The proposal would apply to all trading centers, including exchanges, ATSs, and broker-dealers executing internally. These trading centers would have to establish policies and procedures reasonably designed to prevent trades from occurring outside the applicable price bands, to honor any trading pause, and to otherwise comply with the procedures set forth in the plan.
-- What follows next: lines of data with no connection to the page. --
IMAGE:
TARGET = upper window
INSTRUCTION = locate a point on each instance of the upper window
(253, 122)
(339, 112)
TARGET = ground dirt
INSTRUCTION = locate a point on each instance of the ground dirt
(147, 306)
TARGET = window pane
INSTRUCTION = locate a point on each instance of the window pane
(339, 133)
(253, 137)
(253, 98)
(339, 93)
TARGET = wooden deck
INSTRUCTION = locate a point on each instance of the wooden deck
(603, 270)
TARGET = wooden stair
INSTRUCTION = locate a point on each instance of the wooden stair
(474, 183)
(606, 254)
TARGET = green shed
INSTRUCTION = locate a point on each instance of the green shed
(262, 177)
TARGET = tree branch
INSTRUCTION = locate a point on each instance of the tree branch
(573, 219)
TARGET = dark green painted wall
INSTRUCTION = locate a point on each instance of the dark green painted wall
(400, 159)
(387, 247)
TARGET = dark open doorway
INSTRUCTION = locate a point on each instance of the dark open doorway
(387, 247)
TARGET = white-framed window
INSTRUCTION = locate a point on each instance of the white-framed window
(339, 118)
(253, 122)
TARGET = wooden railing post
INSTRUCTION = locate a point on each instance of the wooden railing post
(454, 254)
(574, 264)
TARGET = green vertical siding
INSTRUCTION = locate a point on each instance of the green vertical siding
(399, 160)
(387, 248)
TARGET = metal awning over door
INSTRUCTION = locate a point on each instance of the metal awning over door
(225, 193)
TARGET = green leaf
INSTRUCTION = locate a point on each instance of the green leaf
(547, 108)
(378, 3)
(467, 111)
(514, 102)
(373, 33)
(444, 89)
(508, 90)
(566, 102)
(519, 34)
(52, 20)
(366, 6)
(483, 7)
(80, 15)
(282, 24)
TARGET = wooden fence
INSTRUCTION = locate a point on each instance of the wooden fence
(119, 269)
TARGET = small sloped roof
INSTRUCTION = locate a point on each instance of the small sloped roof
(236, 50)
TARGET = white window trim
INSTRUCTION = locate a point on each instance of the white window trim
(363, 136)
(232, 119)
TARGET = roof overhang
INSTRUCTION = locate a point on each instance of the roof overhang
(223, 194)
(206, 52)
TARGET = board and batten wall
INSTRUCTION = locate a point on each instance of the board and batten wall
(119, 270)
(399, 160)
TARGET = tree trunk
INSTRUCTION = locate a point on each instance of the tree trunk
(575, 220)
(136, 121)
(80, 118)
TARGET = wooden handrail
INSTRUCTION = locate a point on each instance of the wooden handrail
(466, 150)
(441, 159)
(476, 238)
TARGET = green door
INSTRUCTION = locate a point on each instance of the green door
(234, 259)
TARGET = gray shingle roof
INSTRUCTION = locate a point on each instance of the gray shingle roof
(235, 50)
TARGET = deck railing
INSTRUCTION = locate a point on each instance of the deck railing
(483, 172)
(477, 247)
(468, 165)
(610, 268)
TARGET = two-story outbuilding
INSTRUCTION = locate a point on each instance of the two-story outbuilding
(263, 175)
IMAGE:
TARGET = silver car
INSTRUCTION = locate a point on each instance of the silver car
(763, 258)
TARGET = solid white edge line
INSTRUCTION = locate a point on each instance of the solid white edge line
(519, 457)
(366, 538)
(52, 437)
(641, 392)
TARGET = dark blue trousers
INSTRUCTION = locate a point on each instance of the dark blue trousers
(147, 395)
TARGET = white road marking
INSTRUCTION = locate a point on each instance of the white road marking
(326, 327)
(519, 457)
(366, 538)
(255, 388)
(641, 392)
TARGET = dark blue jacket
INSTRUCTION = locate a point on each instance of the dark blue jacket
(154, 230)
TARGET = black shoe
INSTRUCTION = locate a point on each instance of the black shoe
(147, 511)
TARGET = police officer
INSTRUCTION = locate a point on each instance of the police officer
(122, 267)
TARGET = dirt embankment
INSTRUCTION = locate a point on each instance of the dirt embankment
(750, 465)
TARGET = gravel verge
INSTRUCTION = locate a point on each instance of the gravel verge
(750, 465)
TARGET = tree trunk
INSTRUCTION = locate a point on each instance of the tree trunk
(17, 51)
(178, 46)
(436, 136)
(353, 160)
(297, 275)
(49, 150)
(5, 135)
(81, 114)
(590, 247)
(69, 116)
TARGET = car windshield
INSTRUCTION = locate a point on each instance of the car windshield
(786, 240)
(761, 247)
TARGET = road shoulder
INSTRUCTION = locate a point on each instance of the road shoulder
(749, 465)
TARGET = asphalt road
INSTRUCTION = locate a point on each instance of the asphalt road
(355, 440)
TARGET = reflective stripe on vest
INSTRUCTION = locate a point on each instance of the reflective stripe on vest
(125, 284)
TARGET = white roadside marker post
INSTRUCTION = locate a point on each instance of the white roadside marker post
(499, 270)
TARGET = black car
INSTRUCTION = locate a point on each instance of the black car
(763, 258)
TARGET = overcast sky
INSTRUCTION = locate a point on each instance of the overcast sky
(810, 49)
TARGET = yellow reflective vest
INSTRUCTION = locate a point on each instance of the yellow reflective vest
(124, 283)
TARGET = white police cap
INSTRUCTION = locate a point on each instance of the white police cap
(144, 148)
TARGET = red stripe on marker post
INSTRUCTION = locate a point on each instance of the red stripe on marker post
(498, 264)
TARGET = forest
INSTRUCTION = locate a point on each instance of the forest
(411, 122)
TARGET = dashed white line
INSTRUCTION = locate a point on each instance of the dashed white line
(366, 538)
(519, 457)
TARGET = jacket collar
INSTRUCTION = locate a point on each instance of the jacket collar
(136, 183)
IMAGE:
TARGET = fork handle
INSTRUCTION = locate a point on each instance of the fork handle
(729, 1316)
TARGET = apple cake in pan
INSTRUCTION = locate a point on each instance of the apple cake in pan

The proposal would be implemented in two phases. During Phase I, only Tier 1 stocks would be subject to the limit up-limit down mechanism. In addition, the first price bands would be calculated and disseminated 15 minutes after the start of regular trading hours, and would cease to be calculated and disseminated 30 minutes before the end of regular trading. Six months after the initiation of Phase I, or such earlier date as may be announced, Phase II would begin. Phase II would include full implementation of the proposal to all listed equity stocks beginning at 9:30 a.m. Eastern Time and ending at 4:00 p.m. Eastern Time each trading day.

 

Heather L. Traeger
Associate Counsel

endnotes

 [1] See “SEC Announces Filing of Limit Up-Limit Down Proposal to Address Extraordinary Market Volatility,” SEC Press Release 2011-84, April 5, 2011; available at http://www.sec.gov/news/press/2011/2011-84.htm.

 [2] The circuit breaker pilot was initially approved by the SEC on June 16, 2010, and is currently set to expire on August 11, 2011, or earlier if a limit up-limit down mechanism is implemented before then. See SEC Release 34-64192, Notice of Filing and Immediate Effectiveness of Proposed Rule Change to Extend the Effective Date of the Trading Pause Pilot, dated April 5, 2011; available at http://www.sec.gov/rules/sro/finra/2011/34-64192.pdf. The SEC also is continuing to work with the Commodity Futures Trading Commission and the markets to consider recalibrating market-wide circuit breakers that apply across the securities and futures markets.

 [3] The circuit breakers apply to securities in the S&P 500 Index and Russell 1000 Index as well as certain exchange-traded funds.

 [4] The percentage band for a Tier 2 stock that is a leveraged exchange-traded fund would be the same as other Tier 2 stocks multiplied by the leverage ratio of such product.